But again, in regards to saving her friends, none of this has any relevance to the themes of the film. This is when those themes are supposed to come to their conclusion; but instead of talking about Rey’s anger, or her heritage, or anything like that, J.J. and Chris are just like, “Meh, you better kill him Rey, or else all of your friends are gonna die,” as they flap their hands about. How has the film built towards this at all? What is the film trying to say by forcing this (external) conflict on Rey? How is this final dilemma (of the entire Star Wars saga) in any way satisfying?
How is it satisfying?
It’s not.
The writers wrote themselves into a very simple conflict with Palpy returning: Have Rey kill him or have her not. Based on the themes and her actions over the prior two films, there’s absolutely no drama with killing Palpy since she actively tried to kill Snoke and he called her a True Jedi for doing so, with absolutely no subtext as to any darkness associated with this action. The only drama would then come from her not killing Palpy, but there’s no reason for her to choose this so the final film had to manufacture a reason for her to not kill the most evil guy in the galaxy by making him her caring grandfather. This might almost work since it plays into the thematic line of her constantly wanting a place in the story, but the writers then decided that Rey should actually want to kill Palpy in anger due to the spirit transfer plot device, and so wrote Palpatine back into being Mr Evil by ordering the hit on her parents.
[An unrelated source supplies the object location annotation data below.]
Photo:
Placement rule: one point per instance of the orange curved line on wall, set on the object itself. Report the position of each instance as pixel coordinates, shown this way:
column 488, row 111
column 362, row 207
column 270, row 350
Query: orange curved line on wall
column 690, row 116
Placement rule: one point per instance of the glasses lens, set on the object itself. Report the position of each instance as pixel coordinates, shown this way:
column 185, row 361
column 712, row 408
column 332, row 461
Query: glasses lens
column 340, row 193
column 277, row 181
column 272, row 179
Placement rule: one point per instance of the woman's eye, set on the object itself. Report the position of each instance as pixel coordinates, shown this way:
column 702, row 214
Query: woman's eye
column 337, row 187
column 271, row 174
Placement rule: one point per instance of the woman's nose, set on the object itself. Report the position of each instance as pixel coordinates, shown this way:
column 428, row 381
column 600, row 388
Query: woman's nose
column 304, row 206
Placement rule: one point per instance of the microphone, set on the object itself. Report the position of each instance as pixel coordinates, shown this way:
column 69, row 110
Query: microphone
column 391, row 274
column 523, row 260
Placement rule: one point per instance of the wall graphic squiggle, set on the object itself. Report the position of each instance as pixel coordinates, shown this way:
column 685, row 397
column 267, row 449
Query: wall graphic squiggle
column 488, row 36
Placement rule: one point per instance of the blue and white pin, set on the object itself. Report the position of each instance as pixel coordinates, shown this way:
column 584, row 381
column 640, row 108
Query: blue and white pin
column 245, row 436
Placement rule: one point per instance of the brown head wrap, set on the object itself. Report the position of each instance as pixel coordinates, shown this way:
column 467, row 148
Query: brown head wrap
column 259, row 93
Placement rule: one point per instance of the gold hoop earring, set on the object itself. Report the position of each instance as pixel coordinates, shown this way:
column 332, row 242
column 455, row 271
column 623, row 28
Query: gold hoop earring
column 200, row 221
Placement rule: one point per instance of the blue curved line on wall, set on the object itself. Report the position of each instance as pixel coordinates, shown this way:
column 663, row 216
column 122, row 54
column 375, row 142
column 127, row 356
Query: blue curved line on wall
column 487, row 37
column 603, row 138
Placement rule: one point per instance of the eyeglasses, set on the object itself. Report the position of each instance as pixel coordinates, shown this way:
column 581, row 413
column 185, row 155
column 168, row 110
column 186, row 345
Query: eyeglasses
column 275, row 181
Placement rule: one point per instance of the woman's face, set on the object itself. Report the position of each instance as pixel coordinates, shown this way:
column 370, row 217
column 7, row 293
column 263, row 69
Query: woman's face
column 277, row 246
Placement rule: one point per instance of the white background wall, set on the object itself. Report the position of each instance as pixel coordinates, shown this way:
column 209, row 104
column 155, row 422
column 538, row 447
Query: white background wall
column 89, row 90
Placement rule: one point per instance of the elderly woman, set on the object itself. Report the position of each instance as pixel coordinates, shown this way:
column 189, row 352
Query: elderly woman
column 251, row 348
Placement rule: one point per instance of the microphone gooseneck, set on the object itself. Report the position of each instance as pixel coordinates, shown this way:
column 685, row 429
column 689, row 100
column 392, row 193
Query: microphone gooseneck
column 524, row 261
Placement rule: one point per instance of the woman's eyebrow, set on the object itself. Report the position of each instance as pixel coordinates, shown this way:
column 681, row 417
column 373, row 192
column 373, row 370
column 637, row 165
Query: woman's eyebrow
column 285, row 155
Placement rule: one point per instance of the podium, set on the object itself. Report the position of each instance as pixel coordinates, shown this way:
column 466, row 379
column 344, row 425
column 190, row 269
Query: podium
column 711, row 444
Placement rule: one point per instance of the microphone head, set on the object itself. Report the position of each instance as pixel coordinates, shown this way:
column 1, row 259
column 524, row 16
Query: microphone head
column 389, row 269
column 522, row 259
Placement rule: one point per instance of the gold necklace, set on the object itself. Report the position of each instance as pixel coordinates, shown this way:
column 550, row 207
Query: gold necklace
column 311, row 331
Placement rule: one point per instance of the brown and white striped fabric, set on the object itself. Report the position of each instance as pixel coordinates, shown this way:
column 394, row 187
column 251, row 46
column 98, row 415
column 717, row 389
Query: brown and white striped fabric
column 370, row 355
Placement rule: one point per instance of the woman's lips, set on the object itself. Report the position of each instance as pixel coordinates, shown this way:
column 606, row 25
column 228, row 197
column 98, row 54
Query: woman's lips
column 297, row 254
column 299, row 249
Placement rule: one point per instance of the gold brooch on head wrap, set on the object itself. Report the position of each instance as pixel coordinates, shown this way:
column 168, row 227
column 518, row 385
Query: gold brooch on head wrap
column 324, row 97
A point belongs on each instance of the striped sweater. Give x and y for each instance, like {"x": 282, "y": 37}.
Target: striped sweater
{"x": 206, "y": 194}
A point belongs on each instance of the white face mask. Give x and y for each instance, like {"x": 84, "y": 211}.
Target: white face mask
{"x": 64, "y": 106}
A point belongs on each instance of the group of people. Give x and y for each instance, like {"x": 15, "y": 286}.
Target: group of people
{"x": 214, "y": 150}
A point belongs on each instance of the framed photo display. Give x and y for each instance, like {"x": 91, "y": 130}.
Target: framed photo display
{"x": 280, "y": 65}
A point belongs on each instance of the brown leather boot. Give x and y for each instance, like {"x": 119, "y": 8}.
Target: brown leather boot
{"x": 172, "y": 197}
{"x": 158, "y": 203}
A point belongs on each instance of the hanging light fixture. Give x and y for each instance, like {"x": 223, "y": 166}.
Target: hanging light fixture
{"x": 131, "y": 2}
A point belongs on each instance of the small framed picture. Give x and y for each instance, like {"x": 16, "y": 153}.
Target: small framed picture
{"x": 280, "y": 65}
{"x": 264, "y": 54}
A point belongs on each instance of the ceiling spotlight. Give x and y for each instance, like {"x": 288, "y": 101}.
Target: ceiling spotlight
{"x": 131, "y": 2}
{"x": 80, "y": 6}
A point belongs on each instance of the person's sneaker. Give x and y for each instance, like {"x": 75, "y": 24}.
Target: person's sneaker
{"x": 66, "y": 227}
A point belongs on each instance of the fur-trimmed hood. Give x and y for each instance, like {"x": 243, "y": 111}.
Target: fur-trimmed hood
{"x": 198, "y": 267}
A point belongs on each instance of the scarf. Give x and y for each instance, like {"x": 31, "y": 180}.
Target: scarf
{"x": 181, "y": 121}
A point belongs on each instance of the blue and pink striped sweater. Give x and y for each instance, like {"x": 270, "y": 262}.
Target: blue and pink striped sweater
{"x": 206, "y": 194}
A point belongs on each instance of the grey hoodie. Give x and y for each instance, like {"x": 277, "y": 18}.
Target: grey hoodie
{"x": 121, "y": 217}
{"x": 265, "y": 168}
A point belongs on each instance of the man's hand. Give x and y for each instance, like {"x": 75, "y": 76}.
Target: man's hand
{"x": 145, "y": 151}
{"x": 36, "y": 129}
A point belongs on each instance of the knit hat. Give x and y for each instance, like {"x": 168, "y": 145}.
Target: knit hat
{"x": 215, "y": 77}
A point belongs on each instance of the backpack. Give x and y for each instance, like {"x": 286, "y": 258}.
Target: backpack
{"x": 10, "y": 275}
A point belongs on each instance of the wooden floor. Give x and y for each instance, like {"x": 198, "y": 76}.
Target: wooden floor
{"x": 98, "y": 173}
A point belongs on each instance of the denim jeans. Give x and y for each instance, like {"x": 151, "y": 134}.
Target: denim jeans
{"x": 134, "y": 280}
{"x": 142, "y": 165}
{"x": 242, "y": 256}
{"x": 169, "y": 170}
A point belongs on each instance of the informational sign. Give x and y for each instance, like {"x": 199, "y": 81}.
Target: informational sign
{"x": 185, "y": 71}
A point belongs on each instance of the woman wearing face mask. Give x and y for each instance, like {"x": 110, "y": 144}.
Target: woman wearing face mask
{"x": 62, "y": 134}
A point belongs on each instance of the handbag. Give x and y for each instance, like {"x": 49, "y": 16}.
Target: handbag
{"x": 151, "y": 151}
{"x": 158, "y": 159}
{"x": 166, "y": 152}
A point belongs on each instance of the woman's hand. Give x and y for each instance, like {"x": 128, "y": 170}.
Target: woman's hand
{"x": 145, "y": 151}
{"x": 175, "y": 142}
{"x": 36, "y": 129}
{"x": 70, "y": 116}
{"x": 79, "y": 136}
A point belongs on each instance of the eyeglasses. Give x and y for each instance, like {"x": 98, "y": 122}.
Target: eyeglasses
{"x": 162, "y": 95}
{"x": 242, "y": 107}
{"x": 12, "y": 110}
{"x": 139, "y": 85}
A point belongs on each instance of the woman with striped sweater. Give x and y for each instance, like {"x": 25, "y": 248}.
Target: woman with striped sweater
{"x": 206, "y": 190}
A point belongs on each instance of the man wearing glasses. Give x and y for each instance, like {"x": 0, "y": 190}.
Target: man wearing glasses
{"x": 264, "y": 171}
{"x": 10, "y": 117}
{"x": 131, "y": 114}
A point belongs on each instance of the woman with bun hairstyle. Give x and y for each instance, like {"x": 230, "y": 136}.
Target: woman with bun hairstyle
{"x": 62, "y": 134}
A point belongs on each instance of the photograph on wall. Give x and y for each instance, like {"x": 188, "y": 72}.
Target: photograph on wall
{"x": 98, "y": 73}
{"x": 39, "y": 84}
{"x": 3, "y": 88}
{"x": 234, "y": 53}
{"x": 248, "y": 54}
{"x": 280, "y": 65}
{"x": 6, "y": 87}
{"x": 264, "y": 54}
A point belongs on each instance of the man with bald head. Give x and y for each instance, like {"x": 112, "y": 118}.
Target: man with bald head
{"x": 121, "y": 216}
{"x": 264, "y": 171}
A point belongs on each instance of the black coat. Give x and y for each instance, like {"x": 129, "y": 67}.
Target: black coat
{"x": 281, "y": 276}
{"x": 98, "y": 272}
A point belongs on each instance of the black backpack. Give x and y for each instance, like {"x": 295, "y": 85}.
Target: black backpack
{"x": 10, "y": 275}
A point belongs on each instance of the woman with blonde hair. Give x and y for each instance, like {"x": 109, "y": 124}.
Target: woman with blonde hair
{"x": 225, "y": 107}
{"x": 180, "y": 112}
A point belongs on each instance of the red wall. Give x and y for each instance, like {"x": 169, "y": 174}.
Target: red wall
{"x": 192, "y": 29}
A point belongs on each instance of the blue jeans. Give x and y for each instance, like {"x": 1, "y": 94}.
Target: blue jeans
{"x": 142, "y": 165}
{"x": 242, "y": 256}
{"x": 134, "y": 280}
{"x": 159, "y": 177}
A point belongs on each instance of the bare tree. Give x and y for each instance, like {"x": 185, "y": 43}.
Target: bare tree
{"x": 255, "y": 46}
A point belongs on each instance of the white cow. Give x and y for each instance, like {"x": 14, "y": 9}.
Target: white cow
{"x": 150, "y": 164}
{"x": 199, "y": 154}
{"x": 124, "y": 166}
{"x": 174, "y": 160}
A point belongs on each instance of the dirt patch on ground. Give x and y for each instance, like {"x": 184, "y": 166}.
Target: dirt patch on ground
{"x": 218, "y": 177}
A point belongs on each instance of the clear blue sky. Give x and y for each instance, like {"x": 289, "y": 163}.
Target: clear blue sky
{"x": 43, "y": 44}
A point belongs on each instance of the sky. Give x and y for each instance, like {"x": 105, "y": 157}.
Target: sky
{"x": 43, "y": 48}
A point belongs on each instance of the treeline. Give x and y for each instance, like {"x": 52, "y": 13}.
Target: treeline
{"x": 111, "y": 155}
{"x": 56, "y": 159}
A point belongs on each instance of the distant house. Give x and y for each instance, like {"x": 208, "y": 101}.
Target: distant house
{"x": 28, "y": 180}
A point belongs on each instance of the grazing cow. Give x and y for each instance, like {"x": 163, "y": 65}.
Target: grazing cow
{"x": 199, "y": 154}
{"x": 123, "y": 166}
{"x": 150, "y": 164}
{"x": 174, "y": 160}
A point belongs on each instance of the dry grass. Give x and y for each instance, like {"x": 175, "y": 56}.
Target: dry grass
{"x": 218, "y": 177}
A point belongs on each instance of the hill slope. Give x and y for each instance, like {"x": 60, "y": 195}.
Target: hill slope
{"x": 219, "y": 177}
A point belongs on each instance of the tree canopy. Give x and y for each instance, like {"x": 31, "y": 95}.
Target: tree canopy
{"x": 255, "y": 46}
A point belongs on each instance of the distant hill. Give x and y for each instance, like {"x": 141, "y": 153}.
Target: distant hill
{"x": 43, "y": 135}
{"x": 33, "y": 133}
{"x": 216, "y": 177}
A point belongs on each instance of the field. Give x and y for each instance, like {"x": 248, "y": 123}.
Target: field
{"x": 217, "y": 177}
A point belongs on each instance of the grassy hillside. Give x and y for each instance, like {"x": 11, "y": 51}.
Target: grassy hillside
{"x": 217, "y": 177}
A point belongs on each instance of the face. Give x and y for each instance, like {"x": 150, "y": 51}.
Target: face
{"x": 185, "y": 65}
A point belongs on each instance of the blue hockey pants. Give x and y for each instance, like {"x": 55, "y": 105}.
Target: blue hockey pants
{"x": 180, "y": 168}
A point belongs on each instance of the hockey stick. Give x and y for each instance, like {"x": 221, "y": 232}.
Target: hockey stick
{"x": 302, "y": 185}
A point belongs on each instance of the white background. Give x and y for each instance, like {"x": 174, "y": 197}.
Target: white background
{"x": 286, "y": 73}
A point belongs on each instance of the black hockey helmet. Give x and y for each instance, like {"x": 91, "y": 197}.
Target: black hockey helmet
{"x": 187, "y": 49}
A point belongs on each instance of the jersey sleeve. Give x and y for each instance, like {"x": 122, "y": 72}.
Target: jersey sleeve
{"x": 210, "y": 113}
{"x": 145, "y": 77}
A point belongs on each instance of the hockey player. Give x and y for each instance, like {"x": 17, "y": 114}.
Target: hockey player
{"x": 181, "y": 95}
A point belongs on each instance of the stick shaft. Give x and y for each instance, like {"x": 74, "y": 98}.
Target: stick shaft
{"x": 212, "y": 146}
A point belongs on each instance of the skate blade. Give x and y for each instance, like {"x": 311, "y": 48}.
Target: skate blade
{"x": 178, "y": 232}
Now Rey’s back to the uninteresting place of wanting to kill Mr Evil, with practically no continuation of the theme of Rey’s belonging. The spirit transfer plot device and resulting revenge subplot effectively kills the theme of the films. Bringing Rey’s friends into this contrived mess of a conclusion merely serves as a distraction.
God, my brain hurts lol.
Like, yeah, there shouldn’t be any chance of her joining the Dark Side (and there effectively isn’t, no matter what we do), but with some of our changes here, we’re playing up the idea that Rey is already tapping into the Dark Side more and more during the course of the film. So my point is, I think we should try to carry that theme into the finale, and make Rey’s final choice be whether or not she will give in to her anger and succumb to the allure of the Dark Side. Rather than the scripted, “Have Rey kill Palpatine because it will inexplicably save her friends!”
In other words, make the climax of the film be an internal character struggle with a foundation on previous established themes, rather than an external blackmail…thing.